Have a Stay instead of an Exit Interview

Have a Stay Interview instead of an Exit Interview

You have a sneaky suspicion that your high-potential team member is ready for more — possibly with another organization. You are dreading the moment when that employee shares, she is submitting her two-week notice. When that day comes, she’ll make clear it’s not “you” or the “organization;” it’s “her.” A position opened up in another organization that was too good to be true — she had to take it.

You can see the writing on the wall: Your assistant coach is going to be heavily sought after by other teams at the end of the season. Eventually, the day comes when your assistant asks to see you in your office and reluctantly shares that he has been offered an opportunity he just can’t turn down. He greatly appreciates you and will never forget all that you’ve done for him…but this new position is simply what’s best for him and his family.

Too often, supervisors, managers, and head coaches, see what’s coming but do nothing to address it.
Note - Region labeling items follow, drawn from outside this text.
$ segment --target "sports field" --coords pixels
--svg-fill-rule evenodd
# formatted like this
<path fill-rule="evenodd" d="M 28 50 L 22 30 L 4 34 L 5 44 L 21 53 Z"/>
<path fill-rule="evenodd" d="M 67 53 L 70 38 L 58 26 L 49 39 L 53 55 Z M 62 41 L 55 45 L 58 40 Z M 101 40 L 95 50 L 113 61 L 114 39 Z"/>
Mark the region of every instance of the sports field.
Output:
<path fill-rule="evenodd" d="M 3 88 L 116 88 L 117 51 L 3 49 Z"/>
Our only “prevention strategy” is to hope we are wrong as we wait for the inevitable exit interview.

Such a “strategy” however, cannot be considered leadership.

So, as an alternative, how about we actually lead? How about we conduct a stay interview that trades “waiting and hoping” for “knowing and acting?”

If you think key team members are looking to leave, then go talk with them. Be completely transparent. Let them know how great they are and how much you value them. Share with them the variety of in-house career options available now or in the near term. Give them the space and let them feel safe to share what they are thinking. Listen intently without judging or becoming defensive.

What will keep a key employee on the team? Identify the opportunities and benefits you can provide that will help him advance his career by staying. You may discover that a few simple changes to his contract or a few new opportunities are all that is needed. Conversely, you may learn there is simply nothing you or the organization can do that will meet his requirements. In either case, you now know and can act accordingly.

Don’t ignore your leader intuition. If you sense a key team member may be looking to leave, then have a simple, nonthreatening stay interview. That conversation could be the difference between keeping a valued team member and letting her walk out the door.